Il voto contro le politiche della Cgil e della sinistra rosso-giallo-verde
Così si spiegano i No sulle tematiche del lavoro, una minoranza, certo, ma che ha raccolto dall’11 al 13 per cento dei voti: una percentuale non irrisoria, poco meno o più di due milioni di elettori, secondo i quesiti, che non sono pochi e non sono certo tutti seguaci di Renzi e Calenda, a causa della loro contenuta consistenza elettorale e l’ obiettiva difficoltà di distinguere per il cittadino tra i quattro quesiti. Ma i risultati che mandano all’aria la teoresi progressista sono soprattutto i No registrati sulla cittadinanza: é stata superata la percentuale del 34 %, oltre cinque milioni di voti.

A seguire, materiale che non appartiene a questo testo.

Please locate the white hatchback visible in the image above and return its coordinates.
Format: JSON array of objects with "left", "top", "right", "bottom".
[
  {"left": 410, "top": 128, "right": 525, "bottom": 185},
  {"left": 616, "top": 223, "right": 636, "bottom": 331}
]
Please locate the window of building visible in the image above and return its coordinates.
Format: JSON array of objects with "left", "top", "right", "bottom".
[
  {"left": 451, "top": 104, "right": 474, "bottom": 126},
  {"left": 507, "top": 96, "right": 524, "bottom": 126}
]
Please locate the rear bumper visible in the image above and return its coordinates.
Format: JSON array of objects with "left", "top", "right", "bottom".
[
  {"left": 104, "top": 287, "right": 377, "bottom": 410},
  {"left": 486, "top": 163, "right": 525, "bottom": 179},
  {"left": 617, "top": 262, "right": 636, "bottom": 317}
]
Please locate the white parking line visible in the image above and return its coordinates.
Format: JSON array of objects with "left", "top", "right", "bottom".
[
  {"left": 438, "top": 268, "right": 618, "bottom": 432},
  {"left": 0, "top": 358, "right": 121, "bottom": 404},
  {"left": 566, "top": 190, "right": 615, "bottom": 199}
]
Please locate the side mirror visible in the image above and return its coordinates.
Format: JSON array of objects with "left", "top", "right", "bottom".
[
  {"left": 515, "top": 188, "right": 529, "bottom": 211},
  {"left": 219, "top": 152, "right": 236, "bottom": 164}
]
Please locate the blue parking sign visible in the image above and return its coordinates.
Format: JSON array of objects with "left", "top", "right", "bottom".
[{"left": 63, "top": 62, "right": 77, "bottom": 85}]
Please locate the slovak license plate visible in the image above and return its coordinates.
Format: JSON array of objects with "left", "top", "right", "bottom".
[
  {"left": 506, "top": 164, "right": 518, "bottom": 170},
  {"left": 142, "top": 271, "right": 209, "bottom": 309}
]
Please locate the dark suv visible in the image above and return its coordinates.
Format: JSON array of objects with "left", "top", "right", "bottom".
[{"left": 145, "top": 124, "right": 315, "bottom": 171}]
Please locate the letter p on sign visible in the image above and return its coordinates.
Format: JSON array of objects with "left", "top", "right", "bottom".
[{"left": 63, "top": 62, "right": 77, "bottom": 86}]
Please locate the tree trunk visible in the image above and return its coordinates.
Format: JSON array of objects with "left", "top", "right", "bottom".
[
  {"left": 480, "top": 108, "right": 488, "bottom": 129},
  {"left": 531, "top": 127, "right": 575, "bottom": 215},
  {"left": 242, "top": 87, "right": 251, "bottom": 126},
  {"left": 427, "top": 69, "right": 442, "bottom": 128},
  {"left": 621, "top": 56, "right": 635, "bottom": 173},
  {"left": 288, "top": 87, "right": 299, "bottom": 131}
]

Milioni di No sulla cittadinanza contro il campo largo
É stato uno shock per la rive gauche. Da notare che tutti i partiti del centrosinistra avevano dato indicazione per il No, esclusa la libertà di voto dei 5 Stelle (ma Conte ha votato Sì): sta di fatto che nessuna delle opposizioni al governo Meloni – il campo largo o larghissimo – aveva dato indicazione per il No. Per me, di quei cinque milioni di votanti, una buona fetta è costituita da elettori di centrodestra; o che si sentono, per varie ragioni, ad esso vicini; o che, a maggior ragione dopo il referendum, potrebbero diventare tali: i quali hanno pensato – giusto, a ben vedere – di andare a votare per dare un segnale chiaro e forte col proprio voto negativo.
Un voto che riflette l’ampiezza dei territori di centrodestra e della destra meloniana
Anche a quegli ambienti del centrodestra disponibili a riformare i percorsi verso l’integrazione degli immigrati regolari: naturalmente intendo lo ius scholae e non il taglio crasso e irrazionale al numero di anni necessario per ottenere la cittadinanza. Ora quel voto costituisce, obiettivamente, un ostacolo a imbarcarsi in qualche riforma, anche moderata, ragionevole; teoricamente possibile. Se ne parlerà nella prossima legislatura. Forse. La riflessione da fare: l’area dei partiti di centrodestra- anche della destra meloniana, del partito di maggioranza relativa – non esaurisce i propri territori, effettivi e potenziali, di riferimento e il bacino dei suoi consensi; tra le rovine della macchina referendaria red, ci sia quindi un pensiero per comprendere i risultati meglio e di più, anche “di qua”. Ecco.